Nach einer ruhigen Nacht im Krimmler Tauernhaus geht es nach dem Frühstück um etwa 8.30 Uhr weiter ins immer enger werdende Tal. Vorbei an mehreren Almen führt uns der Fahrweg bis fast zum Talschluß, wo es nach links hinauf zur Warnsdorfer Hütte geht. Kurz zuvor, an der Inneren Keesalm, verlassen wir den Weg und kommen endlich auf einen Gebirgspfad. Wir steigen immer höher hinauf und spüren mehr und mehr die Kälte die vom Gletscher des Krimmler Kees hinüber weht. Leider wird der Regen immer stärker und Wolken versperren uns den Blick auf die umliegenden 3000er wie die Simonyspitzen oder die Dreiherrenspitze. Nach einem mäßig anstrengenden Aufstieg stehen wir in der Birnlücke auf 2665 Metern und blicken hinunter nach Südtirol, wo unweit schon die Birnlücken Hütte zu sehen ist. Diese erreichen wir zwar naß, aber zufrieden nach etwa 5 1/2 Stunden seit dem morgendlichen Aufbruch am Tauernhaus. Den Rest des Nachmittags verbringen wir mit Sachen trocknen, Kaffee und Weizenbier trinken in der gut geheizten Hütte mit netten Wirtsleuten und einigen anderen Berggehern, die wegen des Wetters auch wie wir froh sind, in trockenen zu sitzen.

3. Tag – Zur Richterhütte

Gut ausgeruht setzen wir unsere Wanderung um etwa 8.00 Uhr ab der Birnlücken Hütte fort. Zunächst geht es angenehm bis zur Teufelssteige, eine angelegte Treppe am Weg, die aber wegen Vereisung sehr spannend zu begehen ist! Bei sonnigem Wetter geht es vorbei an der nicht bewirtschafteten Neugersdorfer Hütte und hinauf zum Übergang der sich Krimmler Tauern nennt. Auf dem Weg dorthin genießen wir herrliche Ausblicke auf den zurückliegenden Gipfel der Dreiherrenspitze, dessen Anblick uns gestern verwehrt war! Über den Kesselweg und den anschließenden Fritz- Pungs- Weg laufen durchs Keeskar zur 2697 Meter hohen Windbachscharte. Nach dem Seilversicherten, etwas ausgesetzten Auf- und Abstieg der Scharte erreichen wir um etwa 3 Uhr die um 300 Meter tiefer gelegene, gemütliche Richterhütte wo wir ein schönes Zimmer beziehen.
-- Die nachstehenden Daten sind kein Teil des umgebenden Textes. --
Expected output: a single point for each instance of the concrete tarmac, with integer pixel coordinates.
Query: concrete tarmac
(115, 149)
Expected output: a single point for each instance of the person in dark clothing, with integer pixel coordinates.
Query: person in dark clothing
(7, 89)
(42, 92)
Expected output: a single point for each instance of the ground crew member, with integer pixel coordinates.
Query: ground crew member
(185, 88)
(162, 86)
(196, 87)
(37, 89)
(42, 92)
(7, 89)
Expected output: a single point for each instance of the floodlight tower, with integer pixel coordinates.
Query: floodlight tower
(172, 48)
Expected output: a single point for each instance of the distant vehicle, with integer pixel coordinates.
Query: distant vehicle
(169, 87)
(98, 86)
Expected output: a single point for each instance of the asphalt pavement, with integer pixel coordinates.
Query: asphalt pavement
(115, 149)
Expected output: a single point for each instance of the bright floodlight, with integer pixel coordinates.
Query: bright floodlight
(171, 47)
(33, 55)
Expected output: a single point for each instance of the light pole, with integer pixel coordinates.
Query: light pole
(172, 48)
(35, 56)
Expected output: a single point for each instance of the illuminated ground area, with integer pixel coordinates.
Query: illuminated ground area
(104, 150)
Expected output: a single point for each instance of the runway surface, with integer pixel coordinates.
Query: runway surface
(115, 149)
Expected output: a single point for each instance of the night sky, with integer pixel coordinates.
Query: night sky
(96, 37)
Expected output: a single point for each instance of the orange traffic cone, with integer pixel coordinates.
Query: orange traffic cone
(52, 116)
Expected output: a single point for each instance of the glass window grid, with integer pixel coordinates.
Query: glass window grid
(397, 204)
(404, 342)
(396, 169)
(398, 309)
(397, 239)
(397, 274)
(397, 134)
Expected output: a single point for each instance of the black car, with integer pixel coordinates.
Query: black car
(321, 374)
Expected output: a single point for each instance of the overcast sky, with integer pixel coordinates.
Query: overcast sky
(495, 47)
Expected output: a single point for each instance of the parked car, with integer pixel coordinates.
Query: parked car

4.Tag – Zur Zittauer Hütte

Von der Richterhütte geht es zunächst abwärts zur Talstation den Materialseilbahn und von dort, die links von uns liegenden 3000er immer im Blick, über den Drei- Länder- Weg zur Roßkarscharte. Unser Tagesziel, die Zittauer Hütte ist von hier schon zu sehen, aber doch noch ein gutes Stück entfernt. Am Weg nach der Roßkarscharte liegt noch der Roßkopf mit 2845 Höhe. Da Auf- und Abstiegsweg gleich sind, besteigen wir ihn ohne unsere Rucksäcke, die wir hinter einer Ecke am Wegesrand liegen lassen. Oben haben wir bei besten Wetter eine herrliche Aussicht auf viele umliegende Gipfel bis hinüber zur Venediger Gruppe. Früh sind wir nach etwa 5 Stunden Gehzeit auf der Zittauer Hütte und können so noch einen schönen Nachmittag mit Blick auf die Berge genießen.

5. Tag – Zurück ins Tal

Heute geht es zurück ins Tal! Wir nehmen am Anfang einen Teil des Weges, der uns gestern zur Zittauer Hütte gebracht hat und den wir schon bald wieder verlassen werden. Nach den 400 Metern Aufstieg zur Rainbachscharte, auch Gerlosjöchel genannt, geht es von nun an nur noch abwärts zurück zum Krimmler Tauernhaus. Leider wird das Wetter wieder schlechter und nach etwa 1100 Metern anstregenden Abstiegs erreichen wir das Tauernhaus. Das Hüttentaxi, auf das wir uns schon gefreut hatten und das uns die 8 Kilometer Fahrstraße erspart hätte, fährt leider erst in 3 1/2 Stunden das nächste mal wieder nach Krimml. Wir wollen nicht so lange warten und machen uns zu Fuß auf den Weg hinunter zu den Wasserfällen, an denen wir nun auf der östlichen Seite absteigen. Im Tal angekommen, fahren wir noch ein Stück nach Norden bis Achenkirch um nach einer Übernachtung in einem netten Gasthof am nächsten Tag in aller Ruhe zurück ins Sauerland zu fahren.